O plano estratégico do Programa Alimentar Mundial (PAM) para a Guiné-Bissau prevê erradicar a fome e má nutrição no país até 2030, estimando um investimento de 55 milhões de euros até 2024.

O plano foi esta quarta-feira assinado em Bissau pelo governo guineense e o PAM, tendo o investimento dos próximos cinco anos sido definido de acordo com o programa do governo guineense, aprovado na terça-feira pelo parlamento do país.

Tenho a certeza que podemos fazer a diferença nas vidas da população da Guiné-Bissau, mudando a situação da segurança alimentar e da nutrição para melhor. O PAM vai contribuir com o governo para que, até 2030, a Guiné-Bissau chegue mais perto de atingir o Objetivo de Desenvolvimento Sustentável 2: fomes zero e erradicação da má nutrição”, afirmou a representante do PAM em Bissau, Kiyomi Kawaguchi.

Na cerimónia de assinatura do memorando de entendimento, que decorreu no Palácio do governo, em Bissau, a chefe da diplomacia guineense, Susy Barbosa, destacou a importância da nutrição para o desenvolvimento do país.

“Muitas pessoas esquecem-se de associar a fome a má nutrição ao rendimento escolar.
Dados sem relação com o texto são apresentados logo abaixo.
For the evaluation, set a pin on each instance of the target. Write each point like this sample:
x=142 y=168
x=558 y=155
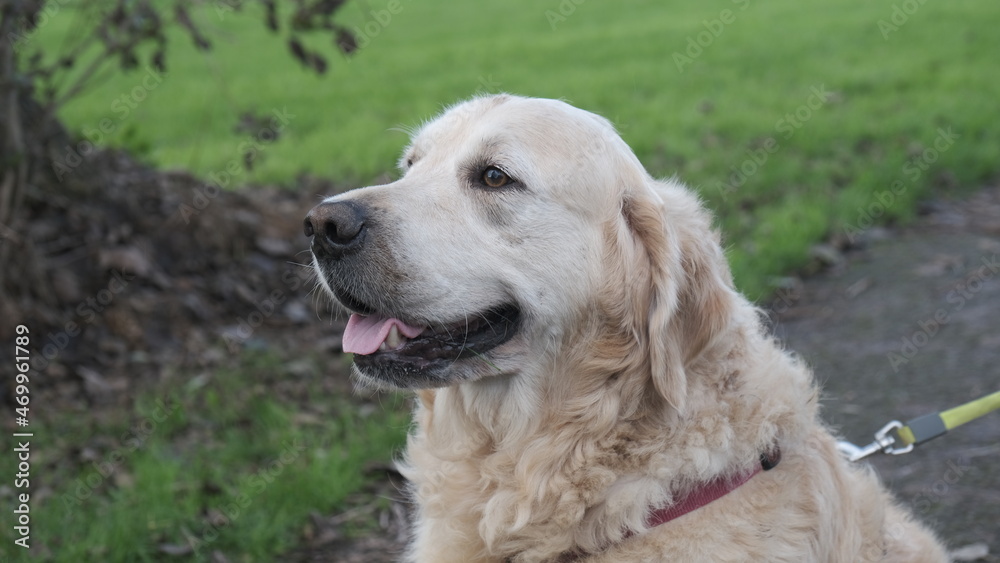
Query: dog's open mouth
x=406 y=355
Uma criança subnutrida não tem a mesma capacidade de assimilação e de receber os ensinamentos que uma criança nutrida e isso tem reflexos na sociedade”, afirmou a ministra.

Segundo a ministra dos Negócios Estrangeiros, uma sociedade com problemas de fome e má nutrição será uma sociedade que no “futuro não terá capacidades para responder às necessidades do povo e da Nação e consequentemente os próprios dirigentes desse país poderão não ter capacidade por terem sofrido má nutrição no passado”.

“Para nós é uma prioridade combater tanto a fome como a desnutrição na Guiné-Bissau e por isso consideramos prioritária a assinatura deste documento”, salientou.